Wild Iris

Wild Iris

Posted on 04. Oct, 2011 by in News

My sport climbing adventure to Wild Iris was humbling, motivating, relaxing and not without some bouldering. Fall had arrived at the high elevations in Wyoming. The aspen were brilliantly gold, red and orange and the weather was warm and dry. Saturday we got out early, warmed up on a 5.10d and got right to work on Throwin’ the Hoolihan 5.14a. The route consists of a number of long pulls on shallow two-finger pockets and monos. Although it is somewhat manufactured, which I don’t approve of, the rock is otherwise bullet hard, bone-white dolomite, and the line itself is nice. It’s set away from the main cliff amongst some tall pines.

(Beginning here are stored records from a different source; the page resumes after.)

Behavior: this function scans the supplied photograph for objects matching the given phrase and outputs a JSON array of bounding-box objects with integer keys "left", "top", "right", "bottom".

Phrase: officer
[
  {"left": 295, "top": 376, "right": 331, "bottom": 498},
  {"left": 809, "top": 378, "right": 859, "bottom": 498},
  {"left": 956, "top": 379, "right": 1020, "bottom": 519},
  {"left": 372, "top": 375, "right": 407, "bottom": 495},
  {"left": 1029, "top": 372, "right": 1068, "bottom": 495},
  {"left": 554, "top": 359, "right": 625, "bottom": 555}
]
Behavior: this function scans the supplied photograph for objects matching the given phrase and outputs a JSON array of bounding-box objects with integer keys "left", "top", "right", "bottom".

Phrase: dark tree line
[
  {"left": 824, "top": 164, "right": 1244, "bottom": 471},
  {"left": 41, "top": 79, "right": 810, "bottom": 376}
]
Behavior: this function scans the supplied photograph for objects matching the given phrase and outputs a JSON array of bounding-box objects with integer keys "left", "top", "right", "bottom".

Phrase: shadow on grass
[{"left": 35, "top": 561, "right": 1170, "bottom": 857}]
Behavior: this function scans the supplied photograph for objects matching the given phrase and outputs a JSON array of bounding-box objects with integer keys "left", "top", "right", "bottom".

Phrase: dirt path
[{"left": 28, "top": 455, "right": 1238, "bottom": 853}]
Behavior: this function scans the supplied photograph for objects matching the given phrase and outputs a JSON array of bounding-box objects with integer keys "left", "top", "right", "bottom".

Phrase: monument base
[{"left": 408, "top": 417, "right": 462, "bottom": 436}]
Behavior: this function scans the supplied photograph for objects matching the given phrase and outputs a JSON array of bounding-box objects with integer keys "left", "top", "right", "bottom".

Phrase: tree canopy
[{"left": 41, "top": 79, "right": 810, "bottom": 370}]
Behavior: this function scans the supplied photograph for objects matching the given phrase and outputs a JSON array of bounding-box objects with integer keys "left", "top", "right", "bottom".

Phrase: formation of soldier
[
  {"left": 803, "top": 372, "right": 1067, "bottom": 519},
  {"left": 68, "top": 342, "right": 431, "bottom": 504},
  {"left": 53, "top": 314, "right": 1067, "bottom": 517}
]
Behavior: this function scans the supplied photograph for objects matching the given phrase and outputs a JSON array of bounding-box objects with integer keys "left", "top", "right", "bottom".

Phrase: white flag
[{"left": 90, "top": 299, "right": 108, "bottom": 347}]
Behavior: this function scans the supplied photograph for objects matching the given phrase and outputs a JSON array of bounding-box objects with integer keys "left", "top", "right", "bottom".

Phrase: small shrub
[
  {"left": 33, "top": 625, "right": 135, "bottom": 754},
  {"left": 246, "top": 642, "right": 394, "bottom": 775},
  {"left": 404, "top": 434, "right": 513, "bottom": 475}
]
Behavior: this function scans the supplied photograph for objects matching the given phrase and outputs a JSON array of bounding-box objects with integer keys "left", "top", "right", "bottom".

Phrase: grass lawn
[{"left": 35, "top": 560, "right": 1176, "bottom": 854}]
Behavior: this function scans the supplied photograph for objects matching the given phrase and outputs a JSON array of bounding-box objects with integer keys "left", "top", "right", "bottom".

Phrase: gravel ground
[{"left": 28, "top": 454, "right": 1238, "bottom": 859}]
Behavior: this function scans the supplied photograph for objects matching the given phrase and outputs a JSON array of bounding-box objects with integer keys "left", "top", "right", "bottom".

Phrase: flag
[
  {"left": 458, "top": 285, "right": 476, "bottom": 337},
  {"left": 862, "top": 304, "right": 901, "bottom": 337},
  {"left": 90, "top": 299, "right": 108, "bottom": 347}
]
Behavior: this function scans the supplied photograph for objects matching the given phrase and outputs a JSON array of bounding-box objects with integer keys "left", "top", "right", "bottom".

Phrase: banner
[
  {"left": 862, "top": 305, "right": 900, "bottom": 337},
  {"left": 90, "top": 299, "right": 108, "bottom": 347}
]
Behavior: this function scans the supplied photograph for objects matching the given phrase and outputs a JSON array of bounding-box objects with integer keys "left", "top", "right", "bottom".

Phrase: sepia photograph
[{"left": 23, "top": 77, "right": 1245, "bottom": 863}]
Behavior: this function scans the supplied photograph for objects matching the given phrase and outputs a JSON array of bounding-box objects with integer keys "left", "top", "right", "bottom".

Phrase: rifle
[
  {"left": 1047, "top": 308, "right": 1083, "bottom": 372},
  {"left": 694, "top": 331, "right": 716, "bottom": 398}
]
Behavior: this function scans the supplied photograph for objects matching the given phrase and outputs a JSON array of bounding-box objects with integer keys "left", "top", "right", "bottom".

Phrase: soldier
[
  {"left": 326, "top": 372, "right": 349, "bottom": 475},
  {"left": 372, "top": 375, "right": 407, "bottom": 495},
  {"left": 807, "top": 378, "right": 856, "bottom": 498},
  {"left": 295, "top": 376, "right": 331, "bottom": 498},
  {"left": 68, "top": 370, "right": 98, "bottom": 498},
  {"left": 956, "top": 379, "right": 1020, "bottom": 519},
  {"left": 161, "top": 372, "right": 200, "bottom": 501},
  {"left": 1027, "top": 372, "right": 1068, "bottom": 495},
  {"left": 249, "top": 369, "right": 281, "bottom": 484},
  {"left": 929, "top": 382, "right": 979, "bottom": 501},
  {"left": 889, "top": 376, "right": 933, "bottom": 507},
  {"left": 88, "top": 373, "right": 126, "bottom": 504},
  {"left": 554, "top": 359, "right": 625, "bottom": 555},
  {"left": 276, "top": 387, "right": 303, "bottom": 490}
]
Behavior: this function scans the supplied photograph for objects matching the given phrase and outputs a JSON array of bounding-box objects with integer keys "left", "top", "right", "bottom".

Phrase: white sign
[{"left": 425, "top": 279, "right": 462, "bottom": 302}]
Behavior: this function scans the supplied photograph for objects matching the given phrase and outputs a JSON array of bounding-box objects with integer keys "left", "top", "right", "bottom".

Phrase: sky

IMG_0128Throwin’ the Hoolihan

I was somewhat apprehensive about grabbing such severe holds, particularly after not having climbed on serious pockets in years. We climbed on the route most of the day, and I did but two moves in the hard section. One of the moves was a huge cross off of mono, and it seemed more scary than difficult, as my self-preservation continually exceeded my desire to do the move. The other was a huge dyno off of a three finger pocket. Having not climbed on rope seriously, on lead, outside, in so long, on such a hard route in a style I haven’t practiced, I felt fairly happy with my performance. The route felt doable, with some work, and I look forward to going back and trying again. It was also really nice to reconnect with Lander local BJ Tilden, and we saw him nearly climb the FA of a beautiful and natural line to the left of TTH. BJ has been a dedicated climber for years now, and his continued motivation is inspiring. Not to mention he’s just a genuinely good guy.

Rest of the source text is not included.